A popular and conventional way for models to build their contacts and be booked for gigs is through model management companies or agencies. An agency specializes in finding gigs for models that are signed with them, while managers are there to guide their models and help them start, develop, and establish successful careers, present models to booking agents, and arrange placements for their models. Mother agents/model managers play a key role in the modeling industry. They provide the constant supply of new faces to booking markets from scouting markets. Most models are from countries like Russia, Hungary, the Netherlands, Poland, the Czech Republic, etc. while booking markets are New York, London, Paris, Milan, Tokyo, Shanghai, etc.

===Contractual agreements===
Most agencies sign their top talent to exclusive contracts in each market, which vary in length based on the model's industry status and experience. However, because a good agency finds their models work and negotiates top price for their talent, they earn a management commission (between 10% and 20%) from every job they book on a model's behalf. An agency usually bills a client an additional 20% service charge for booking the model, so a typical agency will make between 10 and 40% on each booking of which no more than 20% comes out of the model's pocket. This varies outside the US due to each country's law and taxes.
Other contracts offered by modeling agencies are the mother agency contract and a non-exclusive contract. A mother agency tries to sign talent with larger agencies in each international market, while non-exclusive agencies allow models to sign with other agencies (usually outside a certain city radius).
Contracts typically last from a year to three years. A mother agency agreement can range from five to ten years.

==== Poaching ====
Poaching is the act of signing a model or agent from another agency while they are still under contract, an act that can be seen as financially detrimental to the agency. Typically, the agency sues the other agency for breach of contract.
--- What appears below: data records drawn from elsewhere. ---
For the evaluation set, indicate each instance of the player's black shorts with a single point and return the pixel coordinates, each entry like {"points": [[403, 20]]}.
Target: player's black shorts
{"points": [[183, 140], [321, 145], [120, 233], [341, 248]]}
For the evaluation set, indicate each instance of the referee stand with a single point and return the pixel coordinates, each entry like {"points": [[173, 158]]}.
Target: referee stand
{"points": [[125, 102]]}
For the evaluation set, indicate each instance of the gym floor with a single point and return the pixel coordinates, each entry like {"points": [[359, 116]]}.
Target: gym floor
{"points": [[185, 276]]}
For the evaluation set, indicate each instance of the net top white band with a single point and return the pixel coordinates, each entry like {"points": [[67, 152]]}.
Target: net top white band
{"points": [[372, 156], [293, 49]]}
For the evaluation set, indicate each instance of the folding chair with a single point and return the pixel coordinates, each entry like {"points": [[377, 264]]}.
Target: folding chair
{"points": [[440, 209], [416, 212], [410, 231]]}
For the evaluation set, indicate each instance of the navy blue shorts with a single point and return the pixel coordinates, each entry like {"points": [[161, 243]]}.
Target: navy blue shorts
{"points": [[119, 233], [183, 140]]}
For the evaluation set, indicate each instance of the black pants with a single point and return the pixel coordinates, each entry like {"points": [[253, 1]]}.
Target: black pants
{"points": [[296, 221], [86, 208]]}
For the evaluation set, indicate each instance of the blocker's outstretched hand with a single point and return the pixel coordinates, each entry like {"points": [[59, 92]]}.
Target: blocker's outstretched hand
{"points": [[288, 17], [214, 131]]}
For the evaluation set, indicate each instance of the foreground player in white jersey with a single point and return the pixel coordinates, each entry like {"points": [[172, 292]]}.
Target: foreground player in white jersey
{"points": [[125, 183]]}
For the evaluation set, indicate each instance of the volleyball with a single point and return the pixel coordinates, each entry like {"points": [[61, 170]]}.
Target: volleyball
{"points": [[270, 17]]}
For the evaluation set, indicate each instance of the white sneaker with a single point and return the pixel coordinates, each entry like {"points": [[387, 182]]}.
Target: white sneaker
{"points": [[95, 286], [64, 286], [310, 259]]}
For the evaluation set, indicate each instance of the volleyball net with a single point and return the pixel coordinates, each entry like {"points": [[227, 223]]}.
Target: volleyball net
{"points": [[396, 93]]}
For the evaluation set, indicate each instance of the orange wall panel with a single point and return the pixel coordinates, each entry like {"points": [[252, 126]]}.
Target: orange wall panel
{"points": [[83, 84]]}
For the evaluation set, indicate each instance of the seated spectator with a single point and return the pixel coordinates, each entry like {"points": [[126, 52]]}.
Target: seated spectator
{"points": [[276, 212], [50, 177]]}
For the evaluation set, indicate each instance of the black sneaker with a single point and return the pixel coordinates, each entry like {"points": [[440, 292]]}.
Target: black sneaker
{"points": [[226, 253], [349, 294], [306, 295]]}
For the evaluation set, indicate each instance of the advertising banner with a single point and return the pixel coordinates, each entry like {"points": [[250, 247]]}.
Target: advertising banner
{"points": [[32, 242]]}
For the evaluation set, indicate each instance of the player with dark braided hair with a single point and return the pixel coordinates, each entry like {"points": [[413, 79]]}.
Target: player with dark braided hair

===Mandatory height requirements===
High fashion modeling agencies contract with a diverse group of models. Nearly without exception (unless a model is young enough to still be growing), agencies require women to be between 5'9 (minimum) and 6'1" and men to be between 5'11" and 6'3" and in fit or reasonable physical condition for all heights.

===Auditions and open calls===
Modelling agencies need new faces on a regular basis. The number of models in an agency depends on the demand brought in by its agents and changes throughout the year. To this end, modeling agencies advertise in local phone directories to remain visible.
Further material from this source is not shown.